1. The quality standard detection method of the dexamethasone sodium phosphate injection is characterized by comprising the following steps:

s1, preparing a control solution: weighing a nicotinamide reference substance, and dissolving the nicotinamide reference substance in water to prepare a nicotinamide reference substance solution;

S2, preparing a test solution: measuring the dexamethasone sodium phosphate injection to be detected, adding water to dissolve the dexamethasone sodium phosphate injection to prepare a nicotinamide test solution, wherein the content of nicotinamide in the dexamethasone sodium phosphate injection is equal to the mass of the nicotinamide reference substance in the step S1, and the concentration of the nicotinamide test solution is equal to that of the nicotinamide reference substance solution;

S3, preparing a system adaptive solution: measuring dexamethasone sodium phosphate injection, and adding water to dilute to prepare solution A; weighing a nicotinic acid reference substance, and adding water to dissolve the nicotinic acid reference substance to prepare a solution B; respectively measuring the solution A and the solution B, and adding water to dilute to prepare a mixed solution containing nicotinic acid and nicotinamide;

s4, injecting the mixed solution prepared in the step S3 into a liquid chromatograph for detection, and if the separation degree of the nicotinamide and the nicotinic acid is not less than 3.0 and the theoretical plate number is not less than 2000 calculated according to the nicotinamide, performing the step S5;

s5, respectively measuring the nicotinamide reference solution and the nicotinamide test solution, injecting into a liquid chromatograph, and detecting to obtain the content of nicotinamide in the nicotinamide test solution.

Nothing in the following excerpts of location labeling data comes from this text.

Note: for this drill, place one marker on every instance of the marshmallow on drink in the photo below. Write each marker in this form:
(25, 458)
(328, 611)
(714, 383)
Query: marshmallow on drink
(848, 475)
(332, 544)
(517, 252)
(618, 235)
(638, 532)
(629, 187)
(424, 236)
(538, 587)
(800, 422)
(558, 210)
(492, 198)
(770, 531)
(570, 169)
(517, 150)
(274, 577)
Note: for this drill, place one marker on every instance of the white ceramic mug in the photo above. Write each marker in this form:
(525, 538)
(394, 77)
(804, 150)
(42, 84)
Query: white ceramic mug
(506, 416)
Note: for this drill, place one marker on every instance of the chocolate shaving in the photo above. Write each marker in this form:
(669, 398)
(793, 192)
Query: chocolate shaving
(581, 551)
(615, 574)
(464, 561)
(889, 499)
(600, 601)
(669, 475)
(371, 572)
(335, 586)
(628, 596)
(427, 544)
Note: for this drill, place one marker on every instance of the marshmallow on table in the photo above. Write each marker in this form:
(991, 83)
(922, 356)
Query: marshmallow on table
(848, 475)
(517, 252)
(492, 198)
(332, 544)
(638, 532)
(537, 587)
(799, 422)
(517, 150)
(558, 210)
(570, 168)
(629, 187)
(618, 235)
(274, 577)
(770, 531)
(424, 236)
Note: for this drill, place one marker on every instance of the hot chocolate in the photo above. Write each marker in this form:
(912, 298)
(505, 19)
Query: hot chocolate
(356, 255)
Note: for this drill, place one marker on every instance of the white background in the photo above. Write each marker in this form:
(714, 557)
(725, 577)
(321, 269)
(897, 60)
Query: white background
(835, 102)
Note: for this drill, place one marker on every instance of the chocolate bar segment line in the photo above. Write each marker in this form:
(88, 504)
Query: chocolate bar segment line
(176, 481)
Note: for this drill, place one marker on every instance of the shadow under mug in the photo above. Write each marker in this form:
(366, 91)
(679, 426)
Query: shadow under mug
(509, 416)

2. The method for detecting the quality standard of the dexamethasone sodium phosphate injection according to claim 1, wherein the concentration of the nicotinamide control solution is 0.1mg/ml, and the concentration of the nicotinamide test solution is 0.1 mg/ml.

3. the method for detecting the quality standard of the dexamethasone sodium phosphate injection according to claim 1, wherein each 1ml of the solution A contains 2mg of nicotinamide, each 1ml of the solution B contains 1mg of nicotinic acid, and each 1ml of the mixed solution contains 20 μ g of nicotinic acid and 100 μ g of nicotinamide.

4. The method for detecting the quality standard of the dexamethasone sodium phosphate injection according to claim 1, wherein in the steps S4 and S5, the setting conditions of the liquid chromatograph are as follows: octadecylsilane chemically bonded silica is used as a filling agent; taking a methanol-0.005M sodium heptanesulfonate solution as a mobile phase, wherein the volume ratio of the methanol to the sodium heptanesulfonate solution is 30: 70; the detection wavelength is 262 nm; the flow rate is 1.0 ml/min; the column temperature was 30 ℃.

5. The quality standard of dexamethasone sodium phosphate injection is characterized in that the dexamethasone sodium phosphate injection is judged to be qualified when the nicotinamide content in the nicotinamide test solution is 90.0% -110.0% according to the quality standard detection method of claim 1; and when the content of the nicotinamide in the nicotinamide test solution is lower than 90.0%, judging that the dexamethasone sodium phosphate injection is an unqualified product.